Nor has ITK turned out to be a way of opening up local service provider systems. Instead, it has been developed – or been re-cast – as a way of focusing on the interfaces needed to share data between systems to support specific common use cases.
Examples include text messaging, check-in kiosks and getting hospital discharge summaries to GPs. The last of these has probably been the most high-profile because of the demand for trusts to deliver discharge summaries to GPs within 24 hours, with five consortia working on the proof of concept trial.
Easier interoperability at lower cost
Jones says that interoperability is essential to deliver the information flows that underpin the NHS white paper ‘Equity and excellence: Liberating the NHS’, with its focus on measuring quality and outcomes and making the results more transparent.
However, interoperability needs to be easier. “What gets in the way of doing things like checking patients in with a kiosk in hospitals?” Jones asks.
Answering his own question, he says it is often practical problems. As an example, he cites a hospital that was told by its IT supplier that developing an interface to a kiosk would take 18-months.
Overcoming this kind of problem has been the basis of the ITK. Jones explains: “If we created a piece of middle-wear that exposed some interfaces and made them available to all suppliers, wouldn’t it make it easier to implement such innovations?”
A second driver was cost. Jones argues that individual NHS organisations still have to pay suppliers too much to connect systems to one another or to exchange data. As another example, he cites a hospital that was quoted £70,000 to move data between two lab systems.
He argues this kind investment must be re-used within the NHS, and not paid for time after time. “I’m happy for the first interface to cost £70,000 – but the next one should be £5,000 or £10,000. After you’ve done it once, it should get quicker and easier.”
Jones adds that the most interesting response to ITK has actually come from suppliers. “I thought suppliers would be quite concerned [by ITK] as it would mean they were missing out on £70K every time [they did a project],” he says.
“Some have been concerned; but others have grasped the opportunity, because they realise that [a lack of] interoperability gets in the way of deploying systems.

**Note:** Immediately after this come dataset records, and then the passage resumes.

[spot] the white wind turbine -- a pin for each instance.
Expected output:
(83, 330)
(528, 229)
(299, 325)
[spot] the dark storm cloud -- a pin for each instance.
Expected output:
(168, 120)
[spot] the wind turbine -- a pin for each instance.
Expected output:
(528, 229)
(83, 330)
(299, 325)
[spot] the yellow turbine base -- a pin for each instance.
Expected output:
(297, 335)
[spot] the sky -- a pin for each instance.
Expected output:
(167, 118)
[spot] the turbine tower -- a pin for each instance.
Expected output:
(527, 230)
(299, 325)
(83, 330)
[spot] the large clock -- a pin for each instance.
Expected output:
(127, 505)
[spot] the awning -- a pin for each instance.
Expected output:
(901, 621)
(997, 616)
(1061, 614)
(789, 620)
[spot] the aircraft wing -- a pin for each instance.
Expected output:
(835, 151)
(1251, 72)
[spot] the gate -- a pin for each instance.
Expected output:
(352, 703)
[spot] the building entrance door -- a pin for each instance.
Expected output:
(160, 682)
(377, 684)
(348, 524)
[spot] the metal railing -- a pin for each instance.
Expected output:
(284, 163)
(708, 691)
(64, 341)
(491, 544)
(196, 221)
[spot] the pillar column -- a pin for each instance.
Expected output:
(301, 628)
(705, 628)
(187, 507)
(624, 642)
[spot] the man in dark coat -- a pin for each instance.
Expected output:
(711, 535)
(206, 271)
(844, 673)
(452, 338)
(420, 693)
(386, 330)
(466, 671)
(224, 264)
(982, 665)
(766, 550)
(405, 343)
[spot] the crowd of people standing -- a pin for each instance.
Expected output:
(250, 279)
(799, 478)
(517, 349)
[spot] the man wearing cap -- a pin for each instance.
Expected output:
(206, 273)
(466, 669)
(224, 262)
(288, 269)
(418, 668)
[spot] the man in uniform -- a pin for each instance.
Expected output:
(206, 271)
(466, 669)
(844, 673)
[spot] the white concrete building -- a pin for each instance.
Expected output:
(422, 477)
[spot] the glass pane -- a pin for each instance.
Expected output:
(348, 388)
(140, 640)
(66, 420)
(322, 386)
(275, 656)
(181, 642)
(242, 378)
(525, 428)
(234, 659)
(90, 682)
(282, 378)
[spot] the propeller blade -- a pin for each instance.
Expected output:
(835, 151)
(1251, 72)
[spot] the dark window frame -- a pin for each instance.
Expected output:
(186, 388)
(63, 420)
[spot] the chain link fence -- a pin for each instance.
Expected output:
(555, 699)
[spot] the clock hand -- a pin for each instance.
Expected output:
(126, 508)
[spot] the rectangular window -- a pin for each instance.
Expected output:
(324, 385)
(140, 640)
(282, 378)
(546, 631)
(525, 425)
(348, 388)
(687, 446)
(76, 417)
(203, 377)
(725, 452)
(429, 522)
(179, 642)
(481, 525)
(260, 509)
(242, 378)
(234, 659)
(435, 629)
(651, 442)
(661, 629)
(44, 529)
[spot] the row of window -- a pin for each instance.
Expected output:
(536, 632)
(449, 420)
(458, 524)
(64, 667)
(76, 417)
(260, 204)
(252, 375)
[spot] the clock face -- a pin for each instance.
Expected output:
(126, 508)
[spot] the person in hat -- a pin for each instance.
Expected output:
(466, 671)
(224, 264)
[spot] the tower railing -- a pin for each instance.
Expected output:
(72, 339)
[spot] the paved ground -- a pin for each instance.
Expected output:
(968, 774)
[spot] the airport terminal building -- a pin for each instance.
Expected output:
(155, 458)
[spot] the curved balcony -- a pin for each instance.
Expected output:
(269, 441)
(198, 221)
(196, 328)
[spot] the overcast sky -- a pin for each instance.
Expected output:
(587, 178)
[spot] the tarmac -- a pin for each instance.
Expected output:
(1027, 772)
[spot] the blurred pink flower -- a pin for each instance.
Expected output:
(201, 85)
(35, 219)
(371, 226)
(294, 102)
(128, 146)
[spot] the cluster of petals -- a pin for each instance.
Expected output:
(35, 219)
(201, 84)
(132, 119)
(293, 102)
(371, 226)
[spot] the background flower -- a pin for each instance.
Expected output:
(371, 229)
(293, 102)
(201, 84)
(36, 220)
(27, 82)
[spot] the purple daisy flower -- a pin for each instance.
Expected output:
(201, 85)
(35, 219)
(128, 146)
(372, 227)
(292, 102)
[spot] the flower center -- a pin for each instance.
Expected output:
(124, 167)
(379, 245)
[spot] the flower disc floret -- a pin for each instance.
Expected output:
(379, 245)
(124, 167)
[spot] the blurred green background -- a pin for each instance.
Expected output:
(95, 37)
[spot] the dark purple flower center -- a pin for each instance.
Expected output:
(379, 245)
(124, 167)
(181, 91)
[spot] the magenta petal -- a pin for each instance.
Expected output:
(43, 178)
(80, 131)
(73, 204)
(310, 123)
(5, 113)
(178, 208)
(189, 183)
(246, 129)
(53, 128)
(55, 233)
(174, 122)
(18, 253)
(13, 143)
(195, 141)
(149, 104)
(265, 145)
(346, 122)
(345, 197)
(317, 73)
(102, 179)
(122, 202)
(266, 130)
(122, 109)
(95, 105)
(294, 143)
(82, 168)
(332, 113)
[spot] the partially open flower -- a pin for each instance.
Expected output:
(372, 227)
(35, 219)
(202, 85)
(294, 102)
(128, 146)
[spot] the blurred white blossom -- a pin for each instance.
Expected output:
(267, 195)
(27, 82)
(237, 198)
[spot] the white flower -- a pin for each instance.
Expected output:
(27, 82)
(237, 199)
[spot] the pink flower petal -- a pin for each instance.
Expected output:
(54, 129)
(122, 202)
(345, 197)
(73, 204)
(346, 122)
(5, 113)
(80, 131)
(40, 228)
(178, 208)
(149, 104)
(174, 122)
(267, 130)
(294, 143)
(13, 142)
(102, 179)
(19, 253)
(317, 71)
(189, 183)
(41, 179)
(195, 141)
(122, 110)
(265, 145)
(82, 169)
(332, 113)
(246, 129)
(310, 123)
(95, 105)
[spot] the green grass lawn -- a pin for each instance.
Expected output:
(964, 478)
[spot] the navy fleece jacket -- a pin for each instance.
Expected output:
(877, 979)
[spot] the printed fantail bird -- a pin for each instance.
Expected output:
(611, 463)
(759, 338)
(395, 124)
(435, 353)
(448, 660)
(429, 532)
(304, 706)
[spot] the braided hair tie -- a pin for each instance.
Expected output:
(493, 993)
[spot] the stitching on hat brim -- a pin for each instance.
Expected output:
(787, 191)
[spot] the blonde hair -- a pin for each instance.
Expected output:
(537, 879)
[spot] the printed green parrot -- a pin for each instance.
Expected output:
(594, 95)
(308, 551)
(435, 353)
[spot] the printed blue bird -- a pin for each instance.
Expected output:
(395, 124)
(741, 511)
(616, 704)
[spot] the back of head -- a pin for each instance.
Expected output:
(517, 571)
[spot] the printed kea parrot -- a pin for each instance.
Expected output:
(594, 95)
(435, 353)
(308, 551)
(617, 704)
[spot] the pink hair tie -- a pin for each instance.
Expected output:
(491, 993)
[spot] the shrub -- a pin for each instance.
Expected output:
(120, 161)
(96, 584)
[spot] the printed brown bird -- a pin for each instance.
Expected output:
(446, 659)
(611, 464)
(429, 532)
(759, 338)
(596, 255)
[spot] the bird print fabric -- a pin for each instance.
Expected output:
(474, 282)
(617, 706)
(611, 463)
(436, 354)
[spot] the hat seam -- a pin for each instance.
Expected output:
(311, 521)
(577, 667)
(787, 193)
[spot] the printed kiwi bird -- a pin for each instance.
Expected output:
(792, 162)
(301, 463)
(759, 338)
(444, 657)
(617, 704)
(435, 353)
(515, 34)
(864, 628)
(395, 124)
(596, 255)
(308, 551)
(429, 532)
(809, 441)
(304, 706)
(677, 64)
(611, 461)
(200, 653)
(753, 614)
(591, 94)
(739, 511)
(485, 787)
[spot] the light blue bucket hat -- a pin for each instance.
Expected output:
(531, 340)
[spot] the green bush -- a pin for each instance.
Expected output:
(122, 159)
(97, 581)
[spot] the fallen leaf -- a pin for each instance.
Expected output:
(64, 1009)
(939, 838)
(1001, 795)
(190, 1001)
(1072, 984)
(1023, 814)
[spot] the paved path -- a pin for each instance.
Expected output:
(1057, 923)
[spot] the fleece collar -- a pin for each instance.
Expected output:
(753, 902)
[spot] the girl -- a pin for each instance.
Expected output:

“It means they get their systems used more quickly than they otherwise would be, and start seeing the license revenues earlier.”
Tech Office there to help
Jones insists that ‘connect all’ and projects like ITK are not the departures that they seem to be. He argues that interoperability was always an important part of the work that NHS Connecting for Health did, even as the ‘rip and replace’ aspects of the National Programme for IT in the NHS’ grabbed all the attention.
“There was a sense a little while ago that we would somehow stop trusts connecting IT systems,” he says. “This was never true. [Interoperability] is a good thing, but they need to do it in a standard way.”
He says that the DH’s doors are open to anyone who wants help on interoperability; although there won’t be another round of ITK projects.
“We don’t want to create another 20 to 40 ITK projects, as it becomes ineffective,” he argues. “But if you are doing an interoperability project work with my team, then we will aim to publish that as the standard method.”
He says that the aim is to make sure that if one trust develops an interface to a particular system, it becomes the de facto standard in use across the NHS. He also hopes the DH Technology Office will remain a hub for sharing this kind of work.
With its NHS white paper and the consultation on an information strategy to support it, the coalition government has made it clear that it sees the future of the NHS and of its IT as lying in local decision making.
Despite this, the information strategy consultation – ‘An Information Revolution’ – says ITK is one of the blocks it wants to build on. And Jones argues trusts can see the benefits of central accreditation – done in “as non-onerous a way as possible.”